TOP Gear presenter Jeremy Clarkson is used to pulling off high-speed manoeuvres.
But this time he had to take the passenger seat as sailors on board a Portsmouth-based frigate took him for a spin in their ship.
The television star joined HMS Westminster as part of a documentary he is filming on the Arctic Convoys.
To get a taste of life on board a warship, he joined the Type 23 frigate as it carried out manoeuvres off the coast of Norway.
He was filming a documentary on the wartime Arctic Convoys mission, during which about 3,000 sailors and merchant seaman were killed delivering vital supplies to the Soviet Union between 1941 and 1945.

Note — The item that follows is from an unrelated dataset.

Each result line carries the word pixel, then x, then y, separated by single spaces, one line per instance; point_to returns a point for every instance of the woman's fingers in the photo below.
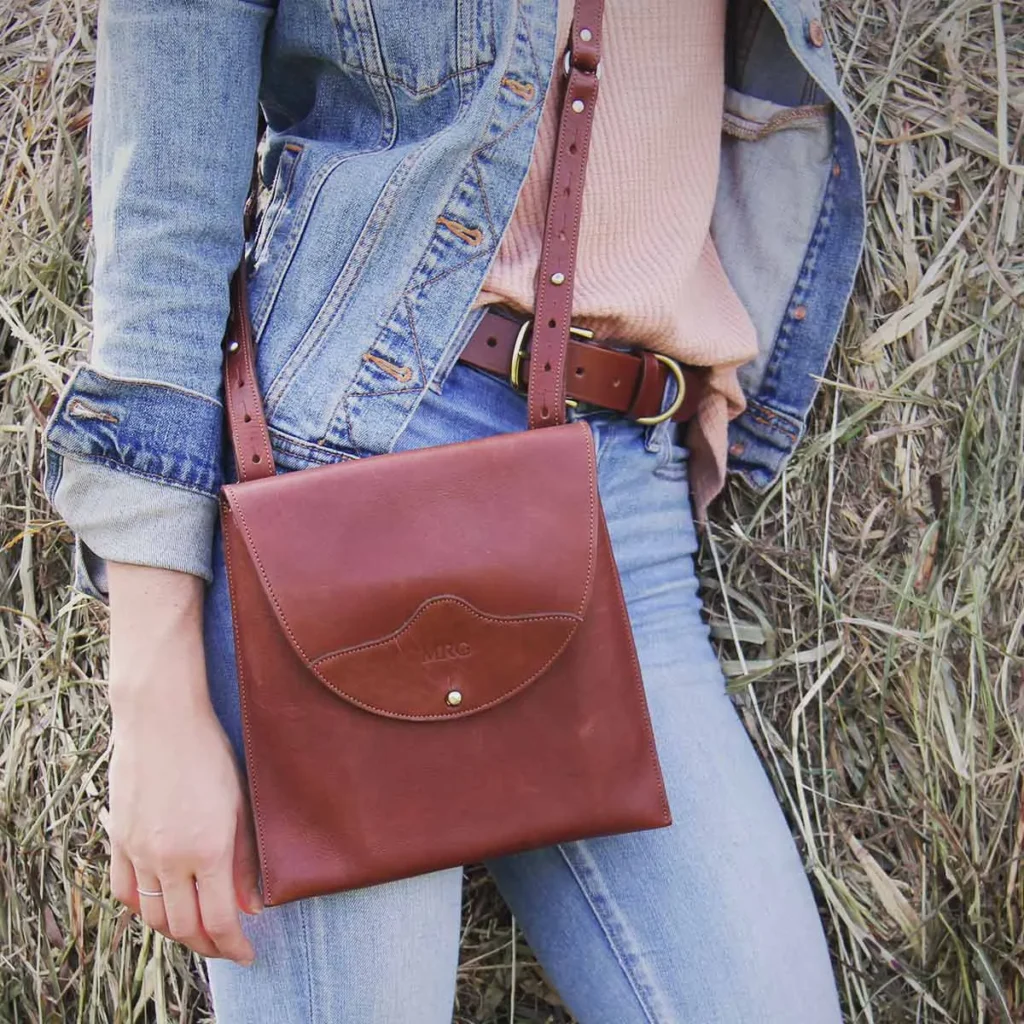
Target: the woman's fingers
pixel 182 915
pixel 219 914
pixel 123 882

Their actions helped tip the balance against the Nazis, with Winston Churchill acknowledging it was the ‘worst journey in the world’.

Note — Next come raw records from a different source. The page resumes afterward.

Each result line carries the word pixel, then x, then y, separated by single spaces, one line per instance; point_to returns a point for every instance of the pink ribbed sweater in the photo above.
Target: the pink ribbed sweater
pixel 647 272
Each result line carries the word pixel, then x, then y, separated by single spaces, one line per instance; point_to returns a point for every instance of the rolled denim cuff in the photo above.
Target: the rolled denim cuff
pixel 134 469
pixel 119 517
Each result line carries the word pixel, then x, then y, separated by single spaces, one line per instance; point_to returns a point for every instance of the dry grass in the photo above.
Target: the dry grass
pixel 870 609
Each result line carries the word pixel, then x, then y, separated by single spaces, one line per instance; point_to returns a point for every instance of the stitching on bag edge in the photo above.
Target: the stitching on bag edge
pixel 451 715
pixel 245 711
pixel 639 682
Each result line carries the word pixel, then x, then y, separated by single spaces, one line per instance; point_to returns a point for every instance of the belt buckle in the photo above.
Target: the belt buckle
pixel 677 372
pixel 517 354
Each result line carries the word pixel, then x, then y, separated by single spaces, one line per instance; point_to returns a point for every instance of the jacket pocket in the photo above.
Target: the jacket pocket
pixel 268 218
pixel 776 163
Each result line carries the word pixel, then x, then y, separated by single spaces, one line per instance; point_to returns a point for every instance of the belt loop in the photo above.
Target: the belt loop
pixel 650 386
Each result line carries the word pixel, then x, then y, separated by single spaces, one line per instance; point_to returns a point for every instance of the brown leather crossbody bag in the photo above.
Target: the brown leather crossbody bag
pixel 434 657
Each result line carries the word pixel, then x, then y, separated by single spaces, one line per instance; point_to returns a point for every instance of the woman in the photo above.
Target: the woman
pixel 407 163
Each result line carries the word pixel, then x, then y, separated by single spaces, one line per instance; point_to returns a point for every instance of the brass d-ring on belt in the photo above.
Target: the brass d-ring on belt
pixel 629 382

As previously reported in The News, a long and hard-fought campaign for a medal for Arctic Convoy veterans was won last year.
The documentary producer Dan Telford said: ‘The HMS Westminster guys were fantastic. It couldn’t have been better.
‘Jeremy was very impressed with the ship and her crew.’
Jeremy’s film crew sailed from the UK with the frigate to capture three days of scenes including day and night flying, live firings, torpedo-loading drills and torpedo countermeasures.
They also mocked up a machinery fire to emulate a torpedo hit and show how today’s Royal Navy might deal with the threats the men of the Second World War faced on the convoys.
On returning to the UK, Jeremy was quick to post a shot from his trip on the warship on Twitter, describing sailing up the fjords on a Type 23 frigate as ‘the best way to arrive in Norway’.
A Royal Navy spokeswoman said: ‘Jeremy flew on board Westminster near Stavanger by the ship’s Lynx helicopter, which he was quite taken with and had it pegged for top spot on the Top Gear cool wall.
‘The Top Gear presenter got a feel for the dreadful weather conditions the Arctic heroes faced with sub-zero temperatures, sea state 8, waves of nine metres and more, and biting winds of up to 60mph.
‘The ship also conducted high-speed manoeuvres simulating the countermeasures of 1940.’
With Clarkson and his film crew gone, HMS Westminster resumed her role as the country’s submarine hunter.
She has been playing out the role of a target for submarine captains undergoing the International Submarine Commanders’ Course.